The incident has now been reported internationally, creating unwanted attention for the label, which was not long ago embroiled in a tax controversy in Italy.
Some say the incident and its aftermath has revealed a double standard by Dolce & Gabbana towards the haves and have-nots of society and taps into a deep insecurity among Hongkongers about the social inequality that exists here. We are a society obsessed with high luxury and fashion but where only about 20 per cent of the population earns enough to pay tax.
Professor Chung Kim-wah, director of Polytechnic University's Centre for Social Policies Studies, has reportedly linked this to Hong Kong people's feelings of insecurity about being 'taken over by mainlanders' since they are the 'backbone of our economy'. These are pressing issues, but the facts of what was said remain fuzzy, and one can't help feel that we're making a mountain out of a molehill.

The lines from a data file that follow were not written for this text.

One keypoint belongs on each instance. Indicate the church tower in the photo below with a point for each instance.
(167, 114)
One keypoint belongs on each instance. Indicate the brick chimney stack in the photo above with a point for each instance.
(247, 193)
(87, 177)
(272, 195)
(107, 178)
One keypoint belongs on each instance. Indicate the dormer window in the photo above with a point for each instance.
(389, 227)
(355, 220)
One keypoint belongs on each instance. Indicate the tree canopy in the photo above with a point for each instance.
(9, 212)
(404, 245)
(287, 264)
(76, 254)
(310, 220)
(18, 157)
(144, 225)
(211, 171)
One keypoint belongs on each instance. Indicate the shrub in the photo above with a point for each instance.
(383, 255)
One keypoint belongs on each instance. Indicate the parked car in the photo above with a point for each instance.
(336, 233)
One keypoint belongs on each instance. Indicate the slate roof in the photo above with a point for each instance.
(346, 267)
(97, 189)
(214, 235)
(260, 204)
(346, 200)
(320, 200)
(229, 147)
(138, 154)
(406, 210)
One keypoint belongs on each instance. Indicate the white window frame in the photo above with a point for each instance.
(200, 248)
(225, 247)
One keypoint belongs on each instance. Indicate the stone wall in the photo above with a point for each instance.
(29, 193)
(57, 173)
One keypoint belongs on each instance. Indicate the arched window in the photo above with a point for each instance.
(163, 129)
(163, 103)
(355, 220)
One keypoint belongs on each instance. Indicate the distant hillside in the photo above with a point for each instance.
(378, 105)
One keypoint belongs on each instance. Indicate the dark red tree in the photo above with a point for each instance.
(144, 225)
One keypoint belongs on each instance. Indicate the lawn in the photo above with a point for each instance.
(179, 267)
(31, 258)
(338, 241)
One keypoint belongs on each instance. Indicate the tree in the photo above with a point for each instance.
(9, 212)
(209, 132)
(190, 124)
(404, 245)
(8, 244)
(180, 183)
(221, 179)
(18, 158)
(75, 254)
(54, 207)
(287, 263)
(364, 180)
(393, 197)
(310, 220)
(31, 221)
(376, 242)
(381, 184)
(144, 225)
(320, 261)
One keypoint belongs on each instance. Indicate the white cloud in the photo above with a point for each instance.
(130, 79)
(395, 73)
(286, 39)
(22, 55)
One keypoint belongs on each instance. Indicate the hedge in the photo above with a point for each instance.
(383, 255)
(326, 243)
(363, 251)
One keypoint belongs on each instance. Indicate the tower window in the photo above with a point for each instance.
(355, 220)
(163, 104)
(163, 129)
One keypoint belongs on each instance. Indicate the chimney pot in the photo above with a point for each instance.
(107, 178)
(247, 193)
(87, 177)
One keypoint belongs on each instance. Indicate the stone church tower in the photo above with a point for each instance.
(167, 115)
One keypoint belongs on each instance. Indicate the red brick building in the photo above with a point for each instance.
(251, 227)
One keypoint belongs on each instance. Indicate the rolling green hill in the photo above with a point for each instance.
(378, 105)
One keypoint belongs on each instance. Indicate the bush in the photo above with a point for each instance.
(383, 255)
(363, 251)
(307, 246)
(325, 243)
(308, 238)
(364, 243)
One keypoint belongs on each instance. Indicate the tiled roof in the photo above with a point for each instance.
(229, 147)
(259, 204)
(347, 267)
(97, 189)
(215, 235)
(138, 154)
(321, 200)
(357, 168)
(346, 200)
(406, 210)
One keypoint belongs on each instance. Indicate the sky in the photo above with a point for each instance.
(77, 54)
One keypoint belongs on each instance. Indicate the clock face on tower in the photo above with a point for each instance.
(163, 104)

Some reports have evoked the basic freedoms and rights of the Hong Kong public, given that the photographers were not actually in the store but on the street. But there have been more sinister suggestions of racism. Apple Daily, the Chinese-language newspaper that broke the story, alleged the store and the mall had a racist attitude, and suggested there was a rising anti-mainland sentiment amongst locals surrounding the matter.
Dolce & Gabbana's statement, released on Monday, said: 'Controversial statements reported in the Hong Kong press have not been made by Dolce & Gabbana nor its staff, and we strongly reject any racist or derogatory comments. It is regrettable that Dolce & Gabbana has been brought into this matter, but we wish to underline that our company has not taken part in any action aiming at offending the Hong Kong public.'
Falling short of an apology, this has failed to dampen the zeal of some protesters, who have called for another rally outside the store this Sunday. The local blogosphere is awash with comments decrying the brand, with some calling for a boycott or urging it to leave Hong Kong. Others have even vented their own views about 'communist mainlanders' and 'gweilos'.
What is most needed is a sense of perspective. There are plenty more serious social inequalities to deal with ahead of this - a good place to start would be the dire treatment of minorities in the city. It's unlikely the label's Milan head office had anything to do with policies about who may or may not photograph the store. It was most likely a careless, idiotic comment made by one person. We're all watching curiously to see how this plays out.